C Programming - Command Line Arguments - Discussion

@Deepika:

agrc - It is an integer value contains the number of arguments passed to main function through command line.

Lets assume argc = 3.

The 3 arguments will be stored in the two dimensional array argv as given below.

argv[0] = 1st argument value
argv[1] = 2nd argument value
argv[2] = 3rd argument value.

But in the given program, it is mentioned like

argv[argc] it means that argv[3].

This array holds the values upto argv[2] only (argv[0] - argv[2]).

Therefore, argv[3] may be contain null value or garbage value. While converting this value as integer (because in printf statement "%d" specified), it will give 0 as output.

Therefore, the program's output will NOT change due to the number of arguments passed.

Note:

If you use %s instead of %d in the printf statement, it may print (null) or any garbage value depends upon the platform. There is a chance for abnormal program termination too.

Hope this will help you. Have a nice day!

Always argv[argc] is NULL(shall be a null pointer).

argv and argc are how command line arguments are passed to main() in C and C++.

argc will be the number of strings pointed to by argv. This will (in practice) be 1 plus the number of arguments, as virtually all implementations will prepend the name of the program to the array.

The variables are named argc (argument count) and argv (argument vector) by convention, but they can be given any valid identifier: int main(int num_args, char** arg_strings) is equally valid.

FOR MORE INFO:

A pointer is said to be a null pointer when its right value is 0. Remember, a null pointer can never point to valid data.

To set a null pointer, simply assign 0 to the pointer variable. For example:

char *ptr_c;
int *ptr_int;

ptr_c = ptr_int = 0;

Here ptr_c and ptr_int become null pointers after the integer value of 0 is assigned to them.

NOTE: NULL pointer is different from null character '\0'.

According to the C standard 2011 section 5.1.2.2.1 paragraph "argv[argc] shall be a null pointer." If it is printed using %d then it will print 0.
@sundar your statement "Therefore, argv[3] may(**) be contain null value or garbage value(**)....." is wrong it will only contain null value. There is no scope of garbage and it is irrespective of compiler. If it "may be" null or gurbage then output would vary with every execution.

@Adi.

If number of arguments are 4 , argv[4] wont exist since 4 arguments are stored in argv[0], argv[1], argv[2], argv[3].

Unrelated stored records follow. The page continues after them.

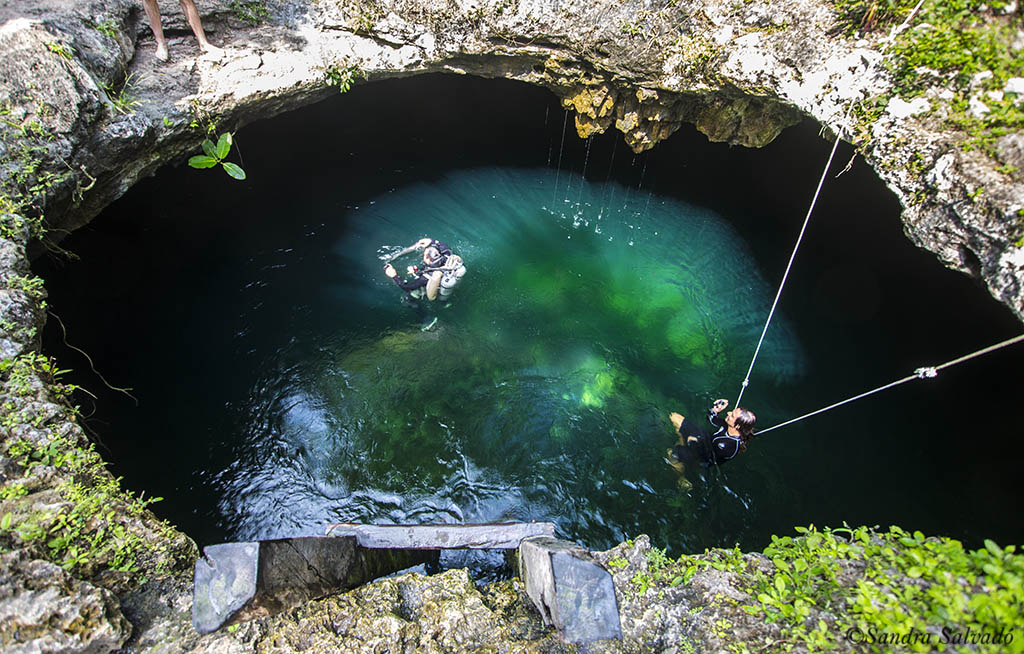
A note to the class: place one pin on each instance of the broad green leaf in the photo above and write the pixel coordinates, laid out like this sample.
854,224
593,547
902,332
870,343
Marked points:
223,144
780,583
994,549
233,170
202,161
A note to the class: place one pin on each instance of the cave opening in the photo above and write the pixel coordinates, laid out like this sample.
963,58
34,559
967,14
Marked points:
284,386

If number of arguments are 5 ,argv[5] wont exist since 5 arguments are stored in argv[0] to argv[4].

So if there are n arguments , argv[n] always contain same value i.e, null or garbage value.

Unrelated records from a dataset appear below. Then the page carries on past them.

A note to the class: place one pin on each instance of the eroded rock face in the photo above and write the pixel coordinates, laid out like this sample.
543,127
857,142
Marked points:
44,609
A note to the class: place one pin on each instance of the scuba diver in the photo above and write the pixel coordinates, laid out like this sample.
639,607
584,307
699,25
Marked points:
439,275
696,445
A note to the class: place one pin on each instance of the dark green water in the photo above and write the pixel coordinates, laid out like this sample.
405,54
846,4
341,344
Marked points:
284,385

At the end of argv you have NULL terminator.

Let's say you have three arguments in the command line so argc=3.
then argv will be 4 element size and argv[3] will be '\0'. just like a string.

@Sundar- It gives segmentation when we are trying to use %s instead of %d. And still I am not getting why it prints 0 for %d?

@Sundar.

But it is not mentioned about the no of arguments in the question. Anywhere. Then how? Please explain.

Is ** argv is same as *argv[]?

usually we use,

int main(int argc, char *argv[]);

Thanks @Sundar.

Now I understand what exactly has happened.

But what about argv? It is declared as char **argv[].